Meer dan vijftig jaar schrijf en praat (radio) ik over Israël. Als correspondent van NRC en voor de radio vind ik dit bij nader inzien aanzienlijk gemakkelijker dan om als columnist mijn mening over Israël te geven.
In de rol van correspondent stond bij de kwaliteitskrant NRC scheiding van nieuws van mening centraal. Ik heb me strikt aan die goede en zuivere journalistieke regel gehouden. Toch … werd ik in Joodse kringen in Nederland wel eens als ‘verrader’ gebrandmerkt.
Henriette Boas bombardeerde de redactie van NRC met brieven waarin zij kritiek leverde op mijn reportages over bijvoorbeeld de nederzettingenpolitiek en daaruit voortvloeiende schending van de mensenrechten als onteigening van privé Palestijns land of Palestijnen die uit hun huizen werden gezet. Dat was geen mening, het waren feiten die bij haar en anderen in het verkeerde keelgat schoten.
Soms schreef ik op de opiniepagina van de krant, waar ik wel mijn mening kon weergeven en kon waarschuwen voor de gevolgen van de voortdurende bouw en vergroting van nederzettingen in bezet gebied. Israël heeft daardoor een zware hypotheek gelegd op een vredeskans met de Palestijnen, die waarschijnlijk nooit kan worden afgelost.
Sedert mijn terugkeer naar Nederland om zeer persoonlijke redenen (het heeft niets te maken met afkeer van Israël, waar mijn kinderen en kleinkinderen gelukkig zijn) trad ik op als columnist voor NIW en Crescas. Ik schreef drie boeken over Israël: een roman en twee op mijn werk gefundeerde overzichtsboeken.

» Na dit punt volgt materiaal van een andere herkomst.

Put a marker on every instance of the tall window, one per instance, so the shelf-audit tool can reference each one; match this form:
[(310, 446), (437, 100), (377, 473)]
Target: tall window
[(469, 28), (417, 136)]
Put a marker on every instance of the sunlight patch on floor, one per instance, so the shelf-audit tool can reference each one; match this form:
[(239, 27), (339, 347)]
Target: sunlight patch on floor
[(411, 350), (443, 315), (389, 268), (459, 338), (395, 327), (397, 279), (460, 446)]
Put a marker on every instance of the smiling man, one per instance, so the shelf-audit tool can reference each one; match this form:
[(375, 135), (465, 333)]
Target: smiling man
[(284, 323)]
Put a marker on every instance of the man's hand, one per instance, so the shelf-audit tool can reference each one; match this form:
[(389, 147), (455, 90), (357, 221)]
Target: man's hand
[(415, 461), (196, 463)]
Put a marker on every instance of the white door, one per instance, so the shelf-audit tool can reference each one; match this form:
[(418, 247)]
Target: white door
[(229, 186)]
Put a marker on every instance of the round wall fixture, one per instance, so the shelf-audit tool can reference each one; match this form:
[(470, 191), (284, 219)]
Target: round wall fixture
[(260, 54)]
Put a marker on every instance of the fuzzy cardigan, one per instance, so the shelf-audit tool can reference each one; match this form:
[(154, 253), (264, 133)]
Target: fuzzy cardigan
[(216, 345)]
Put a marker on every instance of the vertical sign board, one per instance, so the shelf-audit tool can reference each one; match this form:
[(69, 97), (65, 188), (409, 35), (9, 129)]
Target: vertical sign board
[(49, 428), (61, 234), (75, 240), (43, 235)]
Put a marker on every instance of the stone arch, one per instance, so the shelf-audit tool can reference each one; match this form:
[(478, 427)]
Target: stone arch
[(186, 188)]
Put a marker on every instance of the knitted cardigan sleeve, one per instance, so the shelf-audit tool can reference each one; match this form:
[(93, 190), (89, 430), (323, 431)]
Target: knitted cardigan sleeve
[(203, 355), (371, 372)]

Ik wil in deze column wel kwijt dat ik het steeds moeilijker vind Israël te becommentariëren. Ik heb heel duidelijke standpunten over Israël. Ik ben diep bezorgd over Israëls Palestijnse politiek, corruptie en religieuze onverdraagzaamheid.
Ik wil er beslist geen mantra van maken daar iedere keer weer op te hameren. Ik zal uitleggen waarom.
De Nederlandse Joodse gemeenschap is nog getraumatiseerd door de verschrikkelijke Sjoa. De jongeren in mindere mate dan de oudere generatie. De stichting van Israël in 1948 werd hier terecht na die duistere jaren als een wonder begroet. Nederlandse Joden zijn daardoor hypergevoelig voor kritiek op de Joodse staat. Het doet pijn en dat begrijp ik heel goed. Ze willen het liever niet horen of weten.
De afstand tussen Israël en het wereldJodendom wordt echter met de decennia groter. Je moet Ivriet beheersen om te kunnen begrijpen – onder andere uit de literatuur – waarom de dingen gebeuren zoals ze gebeuren. De Joodse immigranten naar Palestina (voor 1948) en Israël zijn Israëliërs geworden, ontdaan van diaspora gevoeligheid. Uit het Joodse volk groeit een Israëlisch volk dat naarmate de tijd verstrijkt minder aanknopingspunten heeft met de Joodse moedergemeenschappen in de diaspora.
Premier Benjamin Netanjahoe gaf dat onlangs duidelijk aan. Hij heeft liberale Joden in de diaspora afgeschreven als deelgenoot van het Joodse volk waarop Israël kan bouwen. Door gemengde huwelijken gaan zij toch als Joden verloren, was het argument uit zijn Israëlische ziel. En dus hoeft Israël volgens deze bizarre kortzichtige logica geen rekening te houden met de religieuze verlangens van het liberale Jodendom in Israël.
Over dit onderwerp zou ik een bijtende, kritische column kunnen schrijven. Zo zijn er veel voorbeelden uit de Israëlische realiteit die gefundeerde afstraffing van een Nederlandse Joodse columnist verdienen.
Ik zou graag van lezers van Crescas willen weten of zij begrip kunnen hebben voor mijn aarzelingen keer op keer Israël te bekritiseren, te meten naar westerse democratische waarden die afwijken van de Israëlische realiteit. De afstand tussen Israël en de diaspora is al zo groot dat kritiek hier daar niet aanslaat.
Er ontwikkelt zich een breuk tussen Israël en de grote Joodse diaspora. Ik heb de indruk dat het sneller gaat dan we in de gaten hebben.